O roteiro é escrito pelo mesmo Eric Heisserer de A Chegada, o que demonstra que, talvez a culpa esteja até no material original. Mas como eu não li, o que me fica é apenas a impressão de, pelo menos, no cinema, isso poderia ter sido corrigido. Ainda mais quando Bird Box é simplesmente esticado demais.
Enquanto se entrecorta com a jornada pelo rio, o flashback parece não ter desenvolvimento de personagem, mas sim apenas cortes óbvios para momentos onde algo vai acontecer. Quem viu tanto o original Despertar dos Mortos, quando o remake Madrugada dos Mortos, sabe muito bem o quanto é importante deixar seus personagens viverem um pouco antes de acabar completamente com eles.
Bird Box parece ter pressa na maior parte do tempo. Enquanto está confortável com um ritmo lento e sem tentar explicar, tudo funciona muito mais eficientemente. Seu começo onde tudo passa a dar errado e nada é explicado, é tão interessante quanto o final onde você realmente acredita na fragilidade dos personagens e acompanha essa jornada dura e meio se esperança (por mais que o final, em si, seja meio bobinho). A ideia das vendas é uma solução eficiente e que resulta em momentos de tensão interessantes, como em um ataque no rio e a sequência na floresta.

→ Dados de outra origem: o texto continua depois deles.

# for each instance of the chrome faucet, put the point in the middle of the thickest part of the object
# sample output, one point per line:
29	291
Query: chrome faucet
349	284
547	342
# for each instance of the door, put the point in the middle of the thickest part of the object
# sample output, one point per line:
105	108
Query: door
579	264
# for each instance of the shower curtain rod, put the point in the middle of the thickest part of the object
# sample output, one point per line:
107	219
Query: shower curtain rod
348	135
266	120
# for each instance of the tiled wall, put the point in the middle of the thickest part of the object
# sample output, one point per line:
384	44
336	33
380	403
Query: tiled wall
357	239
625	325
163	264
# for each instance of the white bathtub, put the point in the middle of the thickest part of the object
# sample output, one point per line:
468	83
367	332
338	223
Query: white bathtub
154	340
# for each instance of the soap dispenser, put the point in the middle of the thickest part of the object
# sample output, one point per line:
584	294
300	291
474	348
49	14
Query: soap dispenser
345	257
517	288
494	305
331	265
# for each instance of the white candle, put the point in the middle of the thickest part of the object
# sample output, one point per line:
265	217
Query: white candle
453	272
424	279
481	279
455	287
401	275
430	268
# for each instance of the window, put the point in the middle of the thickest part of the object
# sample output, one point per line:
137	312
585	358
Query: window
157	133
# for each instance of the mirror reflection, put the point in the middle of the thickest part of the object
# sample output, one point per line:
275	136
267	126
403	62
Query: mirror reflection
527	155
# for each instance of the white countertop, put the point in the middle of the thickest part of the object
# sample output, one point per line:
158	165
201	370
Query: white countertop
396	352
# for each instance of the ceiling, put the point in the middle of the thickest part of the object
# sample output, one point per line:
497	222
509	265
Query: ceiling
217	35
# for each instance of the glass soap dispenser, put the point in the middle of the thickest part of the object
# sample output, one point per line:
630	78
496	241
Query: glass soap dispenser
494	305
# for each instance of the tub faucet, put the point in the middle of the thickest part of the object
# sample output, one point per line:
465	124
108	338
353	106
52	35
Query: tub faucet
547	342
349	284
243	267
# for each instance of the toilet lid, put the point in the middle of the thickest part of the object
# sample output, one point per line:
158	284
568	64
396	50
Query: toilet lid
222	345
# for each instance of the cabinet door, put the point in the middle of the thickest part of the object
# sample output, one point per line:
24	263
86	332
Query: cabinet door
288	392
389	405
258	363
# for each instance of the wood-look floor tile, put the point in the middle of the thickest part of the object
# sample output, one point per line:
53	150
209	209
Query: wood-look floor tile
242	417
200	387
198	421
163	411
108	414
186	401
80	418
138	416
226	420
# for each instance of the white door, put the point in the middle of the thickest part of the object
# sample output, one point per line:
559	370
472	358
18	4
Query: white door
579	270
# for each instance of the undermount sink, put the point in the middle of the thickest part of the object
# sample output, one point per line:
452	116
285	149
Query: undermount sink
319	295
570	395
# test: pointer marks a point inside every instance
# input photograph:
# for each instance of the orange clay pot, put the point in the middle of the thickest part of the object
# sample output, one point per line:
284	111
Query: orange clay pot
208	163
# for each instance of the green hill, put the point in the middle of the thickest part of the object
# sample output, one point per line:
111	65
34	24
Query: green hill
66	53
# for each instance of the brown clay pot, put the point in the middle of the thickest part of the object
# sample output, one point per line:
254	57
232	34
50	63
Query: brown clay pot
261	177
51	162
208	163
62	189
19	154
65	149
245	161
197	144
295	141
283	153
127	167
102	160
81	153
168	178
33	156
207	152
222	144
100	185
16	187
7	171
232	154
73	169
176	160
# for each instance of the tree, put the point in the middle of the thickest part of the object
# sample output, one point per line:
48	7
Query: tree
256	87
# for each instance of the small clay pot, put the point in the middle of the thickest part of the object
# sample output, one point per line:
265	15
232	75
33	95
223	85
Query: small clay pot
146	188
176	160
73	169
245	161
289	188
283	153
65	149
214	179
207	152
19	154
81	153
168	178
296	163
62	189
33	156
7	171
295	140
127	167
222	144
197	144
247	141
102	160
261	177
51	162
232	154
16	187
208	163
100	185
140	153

O que estrega o ritmo é justamente enquanto está todo mundo sem vendas e se esforçando bastante para arrumarem uma desculpa para colocarem suas vidas em risco. Um esforço que leva até ao um tropeço gigantesco na sua própria suspensão de descrença.
Depois de quase uma hora batendo na tecla do “não poder olhar”, fica difícil aceitar tão facilmente que agora o inimigo pode olhar e, ainda assim, se permitem planejar um golpe perfeito. É lógico que isso pode parecer um spoiler, mas quem está acostumando com filmes de terror com esse tipo de temática sabe que a desgraça vem sempre com uma porta aberta (e nem o elogiado Ao Cair da Noite foge disso).
A direção prática e direta da dinamarquesa Susanne Bier, pelo menos, compensa todos esses equívocos e a arranca de lá alguns bons momentos e composições. Bier pode acompanhar esse tédio, mas quando tem a oportunidade, consegue sempre aumentar o ritmo e entregar um bom fechamento para cada sequência.
Já sobre os “passarinhos da caixa”, eles funcionam bem até o momento onde, lá para o final, eles são simplesmente esquecidos e poderiam resolver boa parte da tensão final, o que acabaria bastante com a graça. Portanto, é mais que compreensível esquecer eles um pouco de lado e ir aproveitar o fim do mundo do jeito que ele deve ser aproveitado.
“Bird Box” (EUA, 2018), escrito por Eric Heisserer, à partir do livro de John Malerman, dirigido por Susanne Bier, com Sandra Bullock, Trevante Rhodes, John Malkovich, Sarah Paulson, Jacki Weaver, Rosa Salazar, Danielle Macdonald, Lil Rel Howery e Tom Hollander.